Przeskocz do treści Przeskocz do menu

KARAWAKI i ŚWIĘTY ROCH

  • 03-04-2020

Karawaka inaczej nazywana jest krzyżem cholerycznym lub morowym. Jej zadaniem jest ochrona przed epidemiami, ale także przed anomaliami pogody, klątwami czy nagłymi zgonami. Nazwę swoją zawdzięcza hiszpańskiej miejscowości Caravaca de la Cruz, w której znajdują się drzazgi z krzyża ukrzyżowania przechowywane w relikwiarzu w kształcie krzyża patriarchalnego, który ma dwie poprzeczne belki.

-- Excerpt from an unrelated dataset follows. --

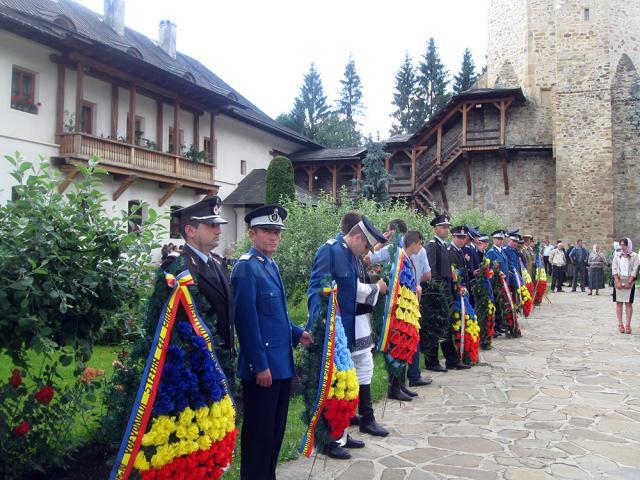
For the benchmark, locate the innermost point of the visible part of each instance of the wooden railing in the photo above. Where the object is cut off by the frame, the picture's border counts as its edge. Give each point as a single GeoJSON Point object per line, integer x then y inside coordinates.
{"type": "Point", "coordinates": [135, 158]}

W Polsce popularny zrobił się na przełomie wieków XVIII i XIX, a także na początku XX wieku. Spotykane są u nas również karawaki o trzech poprzecznych ramionach. Ma to związek z długością modlitwy, którą umieszczano na krzyżu. Karawaki w formie medalików pełniły również rolę amuletów. Nawet Benedykt Chmielowski wymieniał je wśród lekarstw dusznych i cielesnych przeciwko dżumie. Krzyże w takiej formie malowano również na drzwiach domów, ponieważ jak głosił franciszkanin ojciec Marceli Dziwulski: „karawaka to [najpewniejsza] prezerwatywa od powietrza morowego…”

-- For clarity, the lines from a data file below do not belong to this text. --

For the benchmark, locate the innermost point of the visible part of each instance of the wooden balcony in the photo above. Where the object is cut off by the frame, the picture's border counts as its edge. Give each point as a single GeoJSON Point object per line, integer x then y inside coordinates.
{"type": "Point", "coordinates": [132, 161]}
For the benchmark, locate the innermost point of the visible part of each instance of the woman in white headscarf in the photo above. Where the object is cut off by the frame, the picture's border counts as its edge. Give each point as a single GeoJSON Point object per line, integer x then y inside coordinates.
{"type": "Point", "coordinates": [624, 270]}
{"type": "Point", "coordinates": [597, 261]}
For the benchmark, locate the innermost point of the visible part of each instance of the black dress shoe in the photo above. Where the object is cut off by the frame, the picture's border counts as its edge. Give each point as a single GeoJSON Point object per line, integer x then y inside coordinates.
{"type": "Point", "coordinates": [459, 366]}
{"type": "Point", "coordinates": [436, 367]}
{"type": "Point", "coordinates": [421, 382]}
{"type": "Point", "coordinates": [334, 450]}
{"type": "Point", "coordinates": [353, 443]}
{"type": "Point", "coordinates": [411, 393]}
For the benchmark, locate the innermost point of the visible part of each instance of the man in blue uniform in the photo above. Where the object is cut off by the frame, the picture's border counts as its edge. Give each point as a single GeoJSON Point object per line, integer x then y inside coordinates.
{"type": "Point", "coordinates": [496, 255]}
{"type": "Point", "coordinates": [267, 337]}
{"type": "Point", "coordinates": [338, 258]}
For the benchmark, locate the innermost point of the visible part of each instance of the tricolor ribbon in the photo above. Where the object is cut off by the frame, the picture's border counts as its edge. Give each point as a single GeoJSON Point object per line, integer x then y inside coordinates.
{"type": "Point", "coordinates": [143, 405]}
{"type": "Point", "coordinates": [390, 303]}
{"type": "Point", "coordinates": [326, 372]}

Dziś karawaki możemy spotkać również na terenie Krasnobrodzkiego i Szczebrzeszyńskiego Parku Krajobrazowego. Najbardziej znane są dwa krzyże morowe stojące w miejscowości Jacnia. Jeden stoi na rozstaju dróg wiodących do Krasnobrodu i Kaczórek, drugiego zobaczymy na skraju lasu, koło zalewu.

Karawaka ze Szczebrzeszyńskiego Parku Krajobrazowego jest na tyle ciekawa, że postawiono ją w 2000 roku. I do tej pory wywoływała raczej pobłażliwe uśmieszki wśród turystów, którzy czytali inskrypcję: „Od powietrza, głodu, moru, ognia, wojny zachowaj nas Panie. Maryjo opiekuj się nami”. Znajdziemy ją w miejscowości Kawęczyn, przy drodze ze Szczebrzeszyna.

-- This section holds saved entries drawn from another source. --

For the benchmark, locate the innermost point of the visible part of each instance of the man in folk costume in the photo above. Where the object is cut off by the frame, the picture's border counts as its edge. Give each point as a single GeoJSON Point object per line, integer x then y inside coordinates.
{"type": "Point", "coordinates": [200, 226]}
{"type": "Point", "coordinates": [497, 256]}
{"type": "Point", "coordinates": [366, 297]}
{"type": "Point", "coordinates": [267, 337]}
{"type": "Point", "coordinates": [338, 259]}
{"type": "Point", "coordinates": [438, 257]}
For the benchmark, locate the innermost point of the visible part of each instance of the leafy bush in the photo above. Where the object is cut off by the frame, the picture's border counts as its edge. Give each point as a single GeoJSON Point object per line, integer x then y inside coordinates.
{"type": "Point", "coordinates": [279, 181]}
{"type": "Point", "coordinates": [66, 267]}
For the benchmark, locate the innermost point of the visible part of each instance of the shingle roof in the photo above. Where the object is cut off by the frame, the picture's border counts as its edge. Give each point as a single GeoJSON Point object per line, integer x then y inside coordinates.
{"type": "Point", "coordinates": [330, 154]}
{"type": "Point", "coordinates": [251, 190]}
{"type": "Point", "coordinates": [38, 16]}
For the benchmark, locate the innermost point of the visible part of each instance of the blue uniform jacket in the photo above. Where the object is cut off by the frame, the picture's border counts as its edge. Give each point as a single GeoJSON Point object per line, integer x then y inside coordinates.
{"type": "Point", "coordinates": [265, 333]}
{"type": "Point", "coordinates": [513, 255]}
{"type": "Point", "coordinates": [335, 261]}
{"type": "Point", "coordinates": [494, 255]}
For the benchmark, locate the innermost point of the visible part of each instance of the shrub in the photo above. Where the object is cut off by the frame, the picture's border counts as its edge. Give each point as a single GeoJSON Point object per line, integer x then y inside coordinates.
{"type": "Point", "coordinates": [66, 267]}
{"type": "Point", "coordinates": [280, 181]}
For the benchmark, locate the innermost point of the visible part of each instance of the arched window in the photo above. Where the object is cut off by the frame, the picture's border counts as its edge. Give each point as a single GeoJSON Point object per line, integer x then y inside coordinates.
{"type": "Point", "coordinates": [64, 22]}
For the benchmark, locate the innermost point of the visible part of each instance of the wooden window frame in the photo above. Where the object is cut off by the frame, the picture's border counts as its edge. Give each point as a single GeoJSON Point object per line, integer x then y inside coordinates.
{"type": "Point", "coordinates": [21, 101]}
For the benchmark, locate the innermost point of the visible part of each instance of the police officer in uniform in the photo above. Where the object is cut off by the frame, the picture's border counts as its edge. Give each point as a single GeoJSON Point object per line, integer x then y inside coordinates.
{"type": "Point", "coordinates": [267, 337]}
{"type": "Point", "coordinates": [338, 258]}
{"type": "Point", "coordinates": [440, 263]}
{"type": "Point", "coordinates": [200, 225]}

Spoza granic parków krajobrazowych na Roztoczu warto również wspomnieć o karawace, która znajduje się na rozstaju dróg w Szewni Dolnej.

Tereny Roztocza dodatkowo chronione są przez epidemiami dzięki wstawiennictwu świętego Rocha. Wszyscy chyba znają pięknie położoną kapliczkę, której patronem jest właśnie święty od chorób zakaźnych. Św. Roch był Francuzem, który służył ubogim i chorym. Sam zakaził się dżumą i by nie narażać innych schronił się w lesie. Tam znalazł go pies, a po jego śladach poszedł gospodarz, który zabrał chorego do siebie i opiekował się nim. Po wyzdrowieniu Roch wyruszył w drogę do rodzinnej miejscowości. Jednak po drodze aresztowano go za szpiegostwo. Torturowany i chory zmarł w więzieniu. Na ścianie jego celi odnaleziono napis: „Panie, jeśli mam o co prosić, to spraw łaskawie, aby dla zasług najukochańszego Syna Twego został uleczony każdy, kto mnie w zaraźliwej chorobie wezwie o pomoc”.     

Kult św. Rocha do Krasnobrodu przybył wraz z francuską żoną Jana Sobiepana Zamoyskiego. Była to Maria Kazimiera dArquien – późniejsza królowa polska, żona Jana II Sobieskiego. To właśnie dzięki wodzie o cudownych właściwościach z Krasnobrodu została uzdrowiona. W podziękowaniu za łaski ufundowała kościół Nawiedzenia NMP oraz kaplicę z obrazem św. Rocha z Montpellier.

Pierwotną drewnianą kapliczkę w 1935 roku powalił potężny buk. Odbudowana została dopiero w 1943 roku, w stylu zakopiańskim, z inicjatywy Kazimierza Fudakowskiego ówczesnego właściciela Krasnobrodu.

W niedzielę po 15 sierpnia odbywa się odpust św. Rocha. W uroczystej mszy uczestniczy nieraz kilkanaście tysięcy wiernych.